據說,宇宙誕生之初是一片無邊無際的混沌。
對人類而言,那是趨近於「無限」的概念。
然而對「祂」而言,那只是不經意間略微張開的指縫大小。
130Please respect copyright.PENANADoqNems9X2
「原初母神」——希絲忒菈緹婭
130Please respect copyright.PENANA5SUvp6Qw8Y
「祂指尖輕捻,星雲便如塵埃般聚散;吐息之間,萬象空間隨之坍縮;祂若併指一握,眾多維度亦將交疊收束……然而,祂卻離我們而去。沒人知道祂是何時消聲匿跡的,沒人……」
「夠了,老喬瑟夫!」
「你這套老掉牙的創世神話還要講幾年?聽得我耳朵都長繭了!」喧鬧的酒館內,一名青年猛地拍桌,指著台上自怨自艾的吟遊詩人嚷道。
面對質問,老喬瑟夫絲毫沒有被打斷的慍怒。他那雙混濁的眼眸緩緩掃過台下眾人,旋即微微仰頭,出神地盯著斑駁的木質天花板。
半晌,他彷彿發現了甚麼般,喉嚨裡擠出一聲沙啞的嗤笑。
「別急、別急……今天的故事,確實與往常不同。」
「祂,親手創造眾神,開闢了繁華千秋萬世的至高神域。」當老喬瑟夫再次開口時,冰冷的語氣中沒有一絲溫度。
「這不還是一樣嗎?」青年不耐煩的嘟囔依舊從台下傳來,然而老人的下一句話,卻讓空氣瞬間凝固。

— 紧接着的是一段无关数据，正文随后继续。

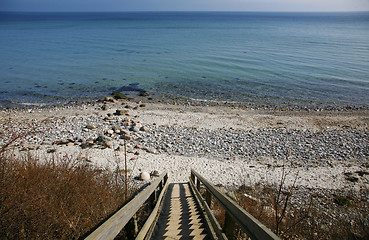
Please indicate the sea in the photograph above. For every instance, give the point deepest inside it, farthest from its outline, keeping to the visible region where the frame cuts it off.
(279, 58)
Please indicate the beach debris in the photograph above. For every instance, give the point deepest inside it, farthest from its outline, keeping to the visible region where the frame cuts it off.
(120, 112)
(119, 95)
(155, 173)
(110, 99)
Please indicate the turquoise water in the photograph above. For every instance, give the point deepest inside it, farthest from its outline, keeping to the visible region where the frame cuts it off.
(302, 58)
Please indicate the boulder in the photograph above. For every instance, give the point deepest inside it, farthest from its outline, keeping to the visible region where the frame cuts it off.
(155, 173)
(119, 95)
(144, 129)
(120, 112)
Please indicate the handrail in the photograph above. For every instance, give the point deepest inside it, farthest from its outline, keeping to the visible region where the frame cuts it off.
(253, 228)
(112, 227)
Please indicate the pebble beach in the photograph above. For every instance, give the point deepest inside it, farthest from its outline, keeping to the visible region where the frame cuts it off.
(229, 146)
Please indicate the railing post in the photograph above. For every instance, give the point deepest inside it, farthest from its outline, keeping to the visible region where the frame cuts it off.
(153, 198)
(229, 226)
(208, 197)
(132, 227)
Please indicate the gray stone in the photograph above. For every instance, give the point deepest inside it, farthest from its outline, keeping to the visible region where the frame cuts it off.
(155, 173)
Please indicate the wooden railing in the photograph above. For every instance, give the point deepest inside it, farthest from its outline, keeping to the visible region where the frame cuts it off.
(234, 213)
(113, 226)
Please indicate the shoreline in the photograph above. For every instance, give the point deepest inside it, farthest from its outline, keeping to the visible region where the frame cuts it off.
(228, 145)
(149, 97)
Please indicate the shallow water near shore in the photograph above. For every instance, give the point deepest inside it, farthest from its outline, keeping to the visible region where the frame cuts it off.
(298, 58)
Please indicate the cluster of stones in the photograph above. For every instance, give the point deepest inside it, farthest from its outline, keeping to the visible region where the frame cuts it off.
(302, 147)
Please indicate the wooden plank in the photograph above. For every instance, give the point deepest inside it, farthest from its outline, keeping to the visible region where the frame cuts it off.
(212, 223)
(253, 228)
(154, 214)
(111, 227)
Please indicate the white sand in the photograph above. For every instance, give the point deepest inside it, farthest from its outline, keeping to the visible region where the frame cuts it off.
(233, 172)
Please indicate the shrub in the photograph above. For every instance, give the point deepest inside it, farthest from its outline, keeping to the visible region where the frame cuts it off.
(61, 199)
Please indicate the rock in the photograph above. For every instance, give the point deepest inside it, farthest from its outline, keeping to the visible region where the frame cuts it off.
(143, 94)
(90, 127)
(120, 112)
(144, 176)
(352, 179)
(108, 144)
(110, 99)
(104, 140)
(126, 137)
(150, 150)
(124, 132)
(119, 95)
(155, 173)
(144, 129)
(134, 129)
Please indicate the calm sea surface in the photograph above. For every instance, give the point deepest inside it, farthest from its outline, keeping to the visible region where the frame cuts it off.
(303, 58)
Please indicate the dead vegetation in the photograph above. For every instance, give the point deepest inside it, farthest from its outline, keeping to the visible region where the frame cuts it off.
(53, 198)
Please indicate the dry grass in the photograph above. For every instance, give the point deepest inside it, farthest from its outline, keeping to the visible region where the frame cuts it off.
(316, 216)
(54, 199)
(309, 214)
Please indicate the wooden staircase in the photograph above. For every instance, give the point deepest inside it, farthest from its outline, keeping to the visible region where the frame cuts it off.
(179, 211)
(180, 217)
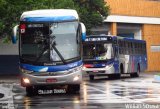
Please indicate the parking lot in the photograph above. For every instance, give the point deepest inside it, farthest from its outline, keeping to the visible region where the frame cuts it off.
(102, 93)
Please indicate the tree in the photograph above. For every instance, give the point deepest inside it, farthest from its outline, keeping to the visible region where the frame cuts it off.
(91, 12)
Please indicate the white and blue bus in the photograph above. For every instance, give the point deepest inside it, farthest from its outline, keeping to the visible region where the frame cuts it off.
(113, 56)
(50, 48)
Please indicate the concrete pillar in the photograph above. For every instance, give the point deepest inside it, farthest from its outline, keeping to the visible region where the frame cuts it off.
(113, 29)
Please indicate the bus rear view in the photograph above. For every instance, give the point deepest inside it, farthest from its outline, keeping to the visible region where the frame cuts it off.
(113, 56)
(99, 56)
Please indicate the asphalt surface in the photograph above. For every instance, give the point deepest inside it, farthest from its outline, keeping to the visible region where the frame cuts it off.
(102, 93)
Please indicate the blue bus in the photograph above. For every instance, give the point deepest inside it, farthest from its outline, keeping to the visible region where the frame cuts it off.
(50, 49)
(113, 56)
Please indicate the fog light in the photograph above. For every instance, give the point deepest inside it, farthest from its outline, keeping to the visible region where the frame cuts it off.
(26, 80)
(76, 78)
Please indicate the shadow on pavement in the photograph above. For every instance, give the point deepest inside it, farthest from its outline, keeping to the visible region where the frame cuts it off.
(9, 65)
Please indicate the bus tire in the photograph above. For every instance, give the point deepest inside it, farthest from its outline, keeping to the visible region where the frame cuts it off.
(30, 91)
(91, 77)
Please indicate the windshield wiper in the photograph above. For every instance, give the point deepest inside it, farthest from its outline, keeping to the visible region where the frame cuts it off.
(47, 48)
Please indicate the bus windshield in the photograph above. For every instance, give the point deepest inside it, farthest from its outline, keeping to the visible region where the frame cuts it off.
(49, 42)
(100, 51)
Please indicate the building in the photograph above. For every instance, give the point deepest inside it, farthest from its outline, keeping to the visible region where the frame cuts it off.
(139, 19)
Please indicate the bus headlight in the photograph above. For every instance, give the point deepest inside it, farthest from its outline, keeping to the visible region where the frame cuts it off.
(109, 66)
(26, 80)
(75, 69)
(76, 78)
(26, 71)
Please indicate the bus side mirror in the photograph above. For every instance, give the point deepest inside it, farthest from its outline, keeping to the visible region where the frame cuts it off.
(15, 35)
(83, 29)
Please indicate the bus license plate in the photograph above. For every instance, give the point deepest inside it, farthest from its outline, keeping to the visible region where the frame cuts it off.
(54, 91)
(51, 80)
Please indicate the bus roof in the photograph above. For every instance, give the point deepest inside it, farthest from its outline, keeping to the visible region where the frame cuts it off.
(54, 15)
(111, 37)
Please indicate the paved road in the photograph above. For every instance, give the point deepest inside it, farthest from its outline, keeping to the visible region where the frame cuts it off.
(97, 94)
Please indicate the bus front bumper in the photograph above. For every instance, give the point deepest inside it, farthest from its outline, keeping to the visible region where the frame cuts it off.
(32, 80)
(99, 71)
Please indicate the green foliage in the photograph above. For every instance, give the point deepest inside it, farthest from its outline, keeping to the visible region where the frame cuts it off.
(91, 12)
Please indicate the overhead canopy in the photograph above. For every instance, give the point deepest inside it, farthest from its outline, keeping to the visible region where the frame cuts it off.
(132, 19)
(49, 15)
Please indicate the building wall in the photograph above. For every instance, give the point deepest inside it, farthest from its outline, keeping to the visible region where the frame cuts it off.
(134, 7)
(150, 33)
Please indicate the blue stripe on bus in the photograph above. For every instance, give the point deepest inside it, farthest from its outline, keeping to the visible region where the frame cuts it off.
(47, 19)
(50, 68)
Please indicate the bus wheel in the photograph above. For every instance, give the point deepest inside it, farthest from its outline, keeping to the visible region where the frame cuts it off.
(91, 77)
(30, 90)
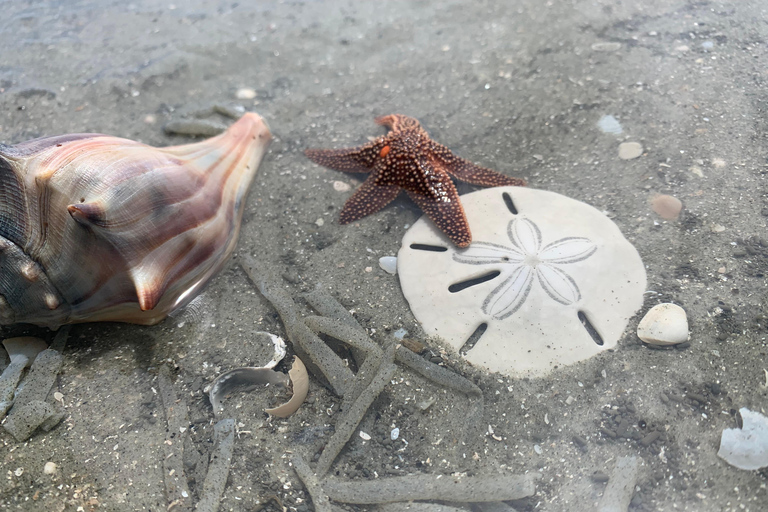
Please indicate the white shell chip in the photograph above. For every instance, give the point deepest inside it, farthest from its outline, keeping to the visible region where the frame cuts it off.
(547, 281)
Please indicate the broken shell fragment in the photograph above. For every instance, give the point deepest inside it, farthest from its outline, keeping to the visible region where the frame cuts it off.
(24, 346)
(300, 381)
(664, 324)
(99, 228)
(548, 281)
(242, 377)
(263, 376)
(747, 447)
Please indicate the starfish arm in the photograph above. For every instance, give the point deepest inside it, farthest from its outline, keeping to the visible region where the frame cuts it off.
(359, 159)
(466, 171)
(447, 213)
(367, 199)
(398, 122)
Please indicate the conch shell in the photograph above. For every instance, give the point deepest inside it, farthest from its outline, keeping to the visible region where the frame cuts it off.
(98, 228)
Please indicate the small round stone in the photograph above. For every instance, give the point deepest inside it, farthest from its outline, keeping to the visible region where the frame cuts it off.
(664, 324)
(630, 150)
(245, 93)
(666, 207)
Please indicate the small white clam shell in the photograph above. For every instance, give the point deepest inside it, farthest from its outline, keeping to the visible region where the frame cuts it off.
(664, 324)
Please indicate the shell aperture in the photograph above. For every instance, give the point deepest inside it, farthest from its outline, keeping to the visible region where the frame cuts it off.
(99, 228)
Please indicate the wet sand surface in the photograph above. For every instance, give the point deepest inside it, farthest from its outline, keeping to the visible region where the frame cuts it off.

「而她……」老喬瑟夫刻意在那個稱謂上停頓了片刻,眼神中閃過一絲玩味與憐憫,「親手終結了屬於『祂』的時代。」
130Please respect copyright.PENANA2FyzDnmNK6
130Please respect copyright.PENANA7vwJDdNOEO
至高神域,曾經繁華強盛的高維度世界,如今映入眼簾的只剩一片殘破不堪的斷垣殘壁。
屬於諸神的終末在降臨之際竟是如此的安靜,一切生機的剝奪彷彿只發生在轉瞬之間,就連任何哀嚎與反抗的痕跡都未曾留下。
舉目望去一切皆是滿目瘡痍,唯有神山之巔那宏偉的建築依舊矗立。那是將魔力壓縮到極致、化為實質作為建材所築就的神居;即便失去了日月,那固化的魔力仍自發地散發著幽冷微光,將整座神殿映照得宛如白晝。
何其奢靡。
神山之下,寬敞的純白階梯懸浮著蜿蜒而上,若仔細看去每一階都用神文鏤刻著讚頌神跡的古老銘文,而每一階都對應著不同的神祇。而銘刻在此處的神之語都被附加了相當龐大的魔力,任何踏上階梯並讀出銘文的人都能從中獲取一絲祝福,甚至是神力。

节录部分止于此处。